A critical vulnerability has been discovered in the UniFi OS server, allowing hackers to gain root access without any form of authentication. The bug, tracked as CVE-2026-34908, CVE-2026-34909, and CVE-2026-34910, was previously fixed in May but can be chained together for remote code execution.

The vulnerability affects UniFi OS Server versions 5.0.6 and earlier, with the bug being a combination of three separate flaws: an improper access control flaw (CVE-2026-34908), a path traversal vulnerability (CVE-2026-34909), and a command injection flaw (CVE-2026-34910). These vulnerabilities were previously patched in May but can still be exploited by chaining them together.

According to Bishop Fox researchers, who validated the attack path on a live UniFi OS Server 5.0.6 instance, attackers can bypass authentication and reach a vulnerable endpoint using CVE-2026-34908 and CVE-2026-34909. The command injection flaw (CVE-2026-34910) then enables remote code execution.

The researchers found that the injected commands do not initially run as root but the affected service account’s sudo privileges make privilege escalation trivial.
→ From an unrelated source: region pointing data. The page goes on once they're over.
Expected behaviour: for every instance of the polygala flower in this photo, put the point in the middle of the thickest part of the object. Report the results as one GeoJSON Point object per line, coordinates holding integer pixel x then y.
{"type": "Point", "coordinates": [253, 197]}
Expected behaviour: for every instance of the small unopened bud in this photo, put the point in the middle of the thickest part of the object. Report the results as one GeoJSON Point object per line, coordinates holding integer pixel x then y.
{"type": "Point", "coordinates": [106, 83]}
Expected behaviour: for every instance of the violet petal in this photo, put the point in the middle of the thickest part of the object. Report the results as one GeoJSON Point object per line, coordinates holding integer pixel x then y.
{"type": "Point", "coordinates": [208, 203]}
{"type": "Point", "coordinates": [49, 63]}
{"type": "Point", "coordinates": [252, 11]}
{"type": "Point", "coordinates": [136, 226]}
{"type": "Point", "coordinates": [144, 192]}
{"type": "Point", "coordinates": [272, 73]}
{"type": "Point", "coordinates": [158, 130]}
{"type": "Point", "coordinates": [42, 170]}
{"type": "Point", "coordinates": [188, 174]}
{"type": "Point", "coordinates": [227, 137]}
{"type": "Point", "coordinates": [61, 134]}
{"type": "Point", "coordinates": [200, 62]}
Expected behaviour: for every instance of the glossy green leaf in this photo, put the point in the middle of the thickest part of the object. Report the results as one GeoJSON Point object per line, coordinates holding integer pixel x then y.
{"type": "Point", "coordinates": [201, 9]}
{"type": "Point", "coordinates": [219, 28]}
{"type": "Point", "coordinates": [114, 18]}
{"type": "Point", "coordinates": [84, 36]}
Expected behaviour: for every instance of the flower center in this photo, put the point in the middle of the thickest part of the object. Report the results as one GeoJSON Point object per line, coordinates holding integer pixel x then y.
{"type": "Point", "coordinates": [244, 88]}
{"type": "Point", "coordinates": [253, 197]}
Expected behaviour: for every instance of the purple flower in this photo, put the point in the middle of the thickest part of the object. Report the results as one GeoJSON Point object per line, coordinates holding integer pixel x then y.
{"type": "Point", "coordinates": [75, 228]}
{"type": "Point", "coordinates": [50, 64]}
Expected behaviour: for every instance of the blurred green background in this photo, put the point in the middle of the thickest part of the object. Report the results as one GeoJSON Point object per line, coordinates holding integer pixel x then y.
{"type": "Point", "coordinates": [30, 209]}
No credentials, user interaction, or prior access are required to obtain a root shell on the target.

A UniFi OS Server is not just a generic Linux box; it is the management plane for an organization’s network, including physical-access doors, surveillance cameras, and identities tied to them. Root on the appliance is administrative control over everything the console governs.

The root cause of the authentication bypass is a mismatch between how UniFi OS validates and routes incoming requests. By crafting requests that appear to target an authentication-exempt endpoint in their raw form but resolve to protected internal routes after normalization, attackers can bypass authentication and reach backend services that should not be publicly accessible.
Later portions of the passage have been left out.